Mr. Chair, we are looking forward to tonight's committee of the whole as we raise a number of questions and issues surrounding the defence budget and where the government is taking our Canadian Armed Forces and Department of National Defence.
I want to also welcome the support the minister has here tonight, with the deputy minister, the vice-chief of the defence staff, and those in ADM positions. I thank them for supporting the minister tonight and for the work they do in supporting our men and women in uniform.
This has been a rough session for the minister. He has misled Canadians on a number of occasions now. There was the issue of danger pay on Operation Impact for everybody who was stationed in Kuwait. It took our efforts as the opposition to bring to light that some members in the fight against ISIS were being treated unfairly. The government instead doubled down and then embarrassed itself and ultimately had to correct the problem.
We also know the capability gap surrounding our CF-18s is an imaginary one. We are going to dive into that more completely.
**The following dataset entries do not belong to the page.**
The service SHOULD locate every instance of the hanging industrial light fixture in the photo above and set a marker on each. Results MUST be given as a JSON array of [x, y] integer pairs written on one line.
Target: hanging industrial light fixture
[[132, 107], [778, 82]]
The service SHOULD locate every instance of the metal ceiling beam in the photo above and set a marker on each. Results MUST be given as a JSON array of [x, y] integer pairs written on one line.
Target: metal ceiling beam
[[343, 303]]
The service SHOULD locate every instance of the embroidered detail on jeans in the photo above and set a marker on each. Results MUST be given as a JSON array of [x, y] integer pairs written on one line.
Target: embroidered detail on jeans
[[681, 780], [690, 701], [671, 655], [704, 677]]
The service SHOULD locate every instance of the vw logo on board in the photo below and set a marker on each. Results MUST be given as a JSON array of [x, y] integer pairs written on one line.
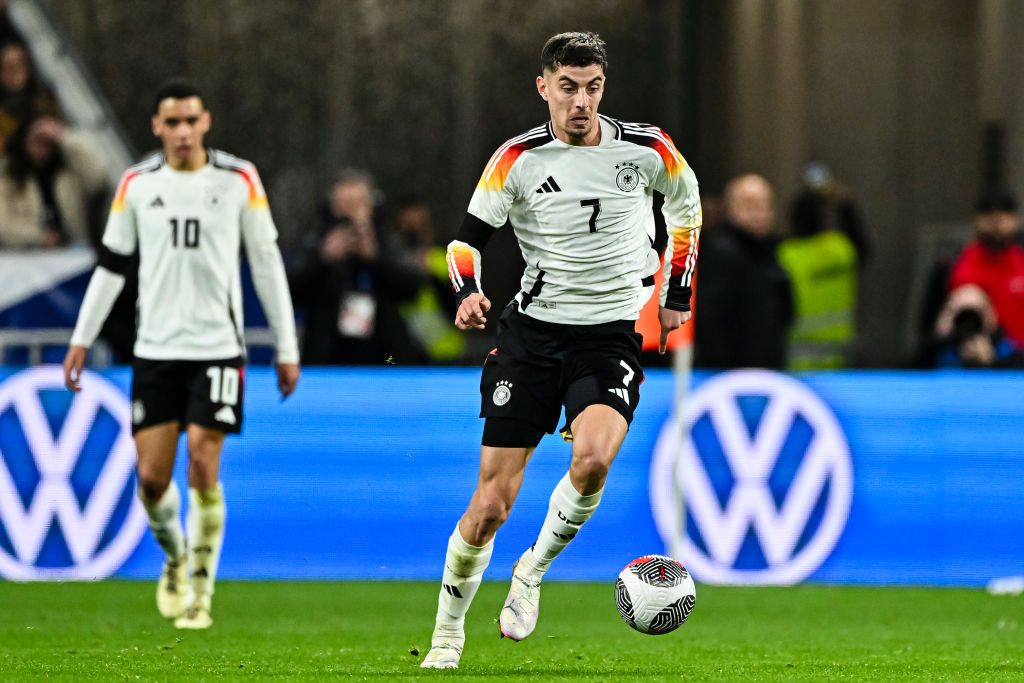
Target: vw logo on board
[[68, 505], [753, 482]]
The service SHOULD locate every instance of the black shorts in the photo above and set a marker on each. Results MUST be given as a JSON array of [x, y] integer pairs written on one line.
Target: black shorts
[[208, 393], [539, 367]]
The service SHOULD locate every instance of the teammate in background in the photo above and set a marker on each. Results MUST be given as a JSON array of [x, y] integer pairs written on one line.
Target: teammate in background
[[578, 190], [187, 210]]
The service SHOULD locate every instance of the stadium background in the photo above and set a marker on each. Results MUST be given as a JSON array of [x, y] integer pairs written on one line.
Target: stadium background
[[896, 95]]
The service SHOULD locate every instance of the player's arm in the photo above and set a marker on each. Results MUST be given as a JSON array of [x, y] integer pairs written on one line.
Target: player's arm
[[119, 243], [259, 236], [488, 210], [676, 180]]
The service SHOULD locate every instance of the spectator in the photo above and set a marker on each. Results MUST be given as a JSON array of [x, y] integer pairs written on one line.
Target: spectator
[[430, 315], [355, 278], [969, 335], [823, 259], [995, 262], [743, 302], [23, 96], [47, 182]]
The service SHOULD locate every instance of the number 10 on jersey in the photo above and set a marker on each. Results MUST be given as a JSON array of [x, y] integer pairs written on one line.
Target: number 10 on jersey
[[186, 231]]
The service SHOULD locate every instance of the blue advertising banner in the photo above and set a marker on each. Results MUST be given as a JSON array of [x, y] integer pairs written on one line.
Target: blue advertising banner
[[865, 477]]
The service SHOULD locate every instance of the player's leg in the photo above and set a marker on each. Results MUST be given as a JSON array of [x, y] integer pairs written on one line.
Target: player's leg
[[602, 393], [205, 522], [157, 446], [215, 400], [471, 543], [599, 432]]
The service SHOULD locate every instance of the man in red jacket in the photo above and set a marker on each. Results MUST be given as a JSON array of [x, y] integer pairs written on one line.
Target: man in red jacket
[[994, 261]]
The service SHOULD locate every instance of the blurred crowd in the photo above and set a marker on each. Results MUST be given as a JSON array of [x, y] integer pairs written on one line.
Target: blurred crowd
[[775, 290]]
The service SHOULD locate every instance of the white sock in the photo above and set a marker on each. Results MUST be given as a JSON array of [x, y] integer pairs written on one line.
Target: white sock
[[566, 513], [464, 565], [165, 520], [206, 535]]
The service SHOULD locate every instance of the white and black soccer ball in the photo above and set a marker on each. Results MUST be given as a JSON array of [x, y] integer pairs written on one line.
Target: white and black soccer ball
[[654, 594]]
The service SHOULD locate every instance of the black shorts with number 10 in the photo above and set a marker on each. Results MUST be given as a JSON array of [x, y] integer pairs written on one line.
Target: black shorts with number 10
[[208, 393], [539, 367]]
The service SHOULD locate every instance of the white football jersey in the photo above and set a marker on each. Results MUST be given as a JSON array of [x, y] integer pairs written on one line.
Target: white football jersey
[[188, 227], [584, 221]]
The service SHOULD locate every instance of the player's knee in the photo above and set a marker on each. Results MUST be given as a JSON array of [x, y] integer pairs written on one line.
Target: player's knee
[[492, 511], [153, 482], [590, 463], [202, 472]]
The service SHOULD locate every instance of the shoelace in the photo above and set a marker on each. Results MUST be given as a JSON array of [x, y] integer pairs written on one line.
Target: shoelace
[[172, 582], [448, 646]]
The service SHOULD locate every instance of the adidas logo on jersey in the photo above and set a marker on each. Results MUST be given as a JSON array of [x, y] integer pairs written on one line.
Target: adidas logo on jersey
[[549, 186], [622, 393], [225, 415]]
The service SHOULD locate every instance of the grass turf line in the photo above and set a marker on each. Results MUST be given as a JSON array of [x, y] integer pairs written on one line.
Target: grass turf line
[[312, 631]]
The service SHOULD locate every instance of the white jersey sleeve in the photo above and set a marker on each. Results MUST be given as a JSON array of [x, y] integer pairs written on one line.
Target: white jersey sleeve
[[677, 181], [259, 236], [496, 191], [121, 239], [121, 233]]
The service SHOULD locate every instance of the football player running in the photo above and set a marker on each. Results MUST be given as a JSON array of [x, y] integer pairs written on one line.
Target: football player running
[[186, 211], [578, 191]]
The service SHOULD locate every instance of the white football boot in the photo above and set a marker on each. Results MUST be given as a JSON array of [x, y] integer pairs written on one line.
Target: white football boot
[[173, 588], [197, 615], [445, 649], [518, 617]]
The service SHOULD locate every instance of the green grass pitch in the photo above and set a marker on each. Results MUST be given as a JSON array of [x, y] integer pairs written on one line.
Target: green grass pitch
[[373, 631]]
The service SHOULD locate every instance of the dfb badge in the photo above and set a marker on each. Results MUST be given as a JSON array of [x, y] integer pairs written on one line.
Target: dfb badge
[[503, 392], [628, 177]]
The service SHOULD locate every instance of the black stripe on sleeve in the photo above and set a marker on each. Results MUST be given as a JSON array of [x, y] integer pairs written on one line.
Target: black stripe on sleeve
[[475, 232], [113, 261]]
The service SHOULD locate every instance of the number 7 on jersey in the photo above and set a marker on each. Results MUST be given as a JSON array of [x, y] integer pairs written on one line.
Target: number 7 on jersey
[[596, 204]]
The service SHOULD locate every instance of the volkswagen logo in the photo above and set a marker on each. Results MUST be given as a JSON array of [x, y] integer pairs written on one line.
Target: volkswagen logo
[[68, 505], [752, 482]]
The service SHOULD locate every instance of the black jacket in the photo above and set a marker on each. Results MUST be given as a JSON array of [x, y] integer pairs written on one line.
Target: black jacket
[[743, 301]]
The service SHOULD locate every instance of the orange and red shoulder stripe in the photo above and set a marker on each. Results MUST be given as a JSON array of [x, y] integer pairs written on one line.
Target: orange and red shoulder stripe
[[498, 169]]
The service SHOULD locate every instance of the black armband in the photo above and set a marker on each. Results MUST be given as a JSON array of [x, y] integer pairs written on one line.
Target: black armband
[[475, 232], [678, 297], [118, 263]]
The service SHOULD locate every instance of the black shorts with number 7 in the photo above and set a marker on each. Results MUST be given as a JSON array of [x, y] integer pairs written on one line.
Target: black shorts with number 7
[[208, 393], [539, 367]]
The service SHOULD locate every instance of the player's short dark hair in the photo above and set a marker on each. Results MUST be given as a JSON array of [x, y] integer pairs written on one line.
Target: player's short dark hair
[[577, 48], [176, 88], [996, 200]]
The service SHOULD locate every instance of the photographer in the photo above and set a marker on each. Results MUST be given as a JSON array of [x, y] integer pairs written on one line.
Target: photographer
[[969, 336], [354, 280]]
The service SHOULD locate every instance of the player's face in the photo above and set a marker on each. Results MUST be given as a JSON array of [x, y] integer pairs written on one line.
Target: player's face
[[181, 124], [997, 227], [572, 94]]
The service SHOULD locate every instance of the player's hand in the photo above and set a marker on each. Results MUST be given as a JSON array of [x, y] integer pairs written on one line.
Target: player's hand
[[471, 312], [288, 378], [670, 319], [74, 363]]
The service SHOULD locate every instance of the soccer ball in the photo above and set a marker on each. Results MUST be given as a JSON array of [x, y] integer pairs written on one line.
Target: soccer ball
[[654, 594]]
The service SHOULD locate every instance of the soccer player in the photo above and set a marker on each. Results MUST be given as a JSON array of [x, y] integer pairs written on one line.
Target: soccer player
[[579, 194], [186, 211]]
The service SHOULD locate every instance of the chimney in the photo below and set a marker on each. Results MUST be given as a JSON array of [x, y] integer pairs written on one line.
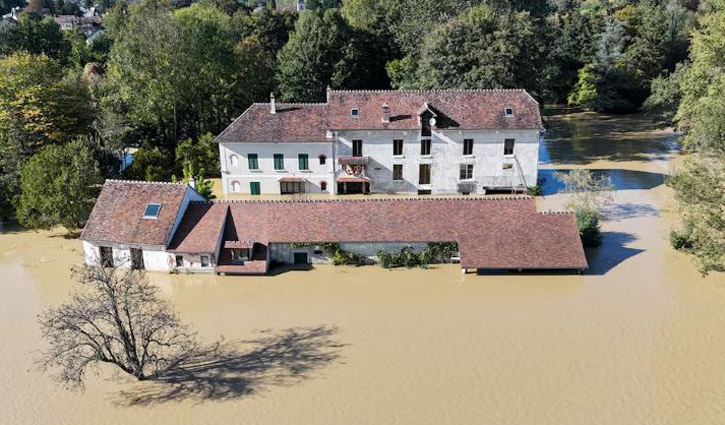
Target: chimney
[[386, 112]]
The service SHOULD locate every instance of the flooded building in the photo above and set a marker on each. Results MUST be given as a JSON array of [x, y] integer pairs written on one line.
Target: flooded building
[[389, 141], [170, 227]]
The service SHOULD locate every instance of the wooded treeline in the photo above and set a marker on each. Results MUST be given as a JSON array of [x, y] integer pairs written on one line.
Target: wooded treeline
[[165, 78]]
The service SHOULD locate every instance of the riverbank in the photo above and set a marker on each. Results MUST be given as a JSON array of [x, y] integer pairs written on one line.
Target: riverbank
[[638, 339]]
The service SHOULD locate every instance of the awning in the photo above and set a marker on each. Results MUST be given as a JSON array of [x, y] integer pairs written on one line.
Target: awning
[[291, 179], [352, 179], [353, 160], [239, 244]]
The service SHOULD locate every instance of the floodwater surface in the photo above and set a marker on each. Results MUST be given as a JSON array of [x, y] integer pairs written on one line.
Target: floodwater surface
[[636, 340]]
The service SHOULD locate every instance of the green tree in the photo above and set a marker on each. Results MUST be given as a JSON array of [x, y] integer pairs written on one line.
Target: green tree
[[700, 184], [202, 154], [482, 48], [59, 186]]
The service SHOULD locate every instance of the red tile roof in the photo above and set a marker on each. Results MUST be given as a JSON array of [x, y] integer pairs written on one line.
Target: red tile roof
[[454, 109], [118, 214], [200, 228]]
We also want to talk about the continued stand-down by the government in pulling resources out of Iraq and Kuwait that were in support of our troops who are fighting ISIS and in support of our allies, and of course about how the minister has misled the House in saying our allies were happy when we pulled our CF-18s out of the fight.
We also have that situation again, with the government pulling our Auroras out of the fight against ISIS and leaving the heavy lifting to our NATO allies, who have had to move in AWACs.
We have the famous architect issue. That report came up over Operation Medusa, and the minister has apologized for it.
This budget is nothing to celebrate either. There have been $12 billion in cuts made in two consecutive budgets by the government. The finance minister has said that the Department of National Defence is appropriately provisioned, but the minister himself has said that there need to be significant investments going forward in the DPR.
The budget cuts that we are seeing right now are decreasing the amount of training that our troops can do and the amount that they can do in maintaining readiness to do the jobs that we call upon them to do.
I am going to first talk about the defence policy review. It is being rolled out, but it is much delayed. Originally the minister said that we would have the defence policy review in front of us by the end of last year; here we are, six months down the road, and we still have not seen it. The government has said that it will be released on June 8, and we are going to be looking at it.
I want to dive into that a bit, because we have already seen a number of shell games going on with the budget. In the cuts in this budget, the government has taken $8.5 billion and punted it down the road for up to 20 years. We were able to find in the budget that there was some re-profiling, as the minister likes to call it, or stuff that lines up better with our fiscal framework, but there is still $5.6 billion of shifted funds that are not accounted for, and we need to find out where those funds are going. We know there is some deferred spending coming from LAV modernization and some funding for the fixed-wing search and rescue planes that was moved down to better fit when the planes are being delivered, but we want to know if the shell games are going to continue.
We want to know whether or not there is going to be adequate funding in the budget to support the defence policy review or if the minister is going to defer all of that funding until after the next election. One thing of which the defence minister is the architect is the defence policy review, but can he guarantee us that the funding is going to be there, or is it going to be, as Dave Perry said, underfunded and under-ambitious?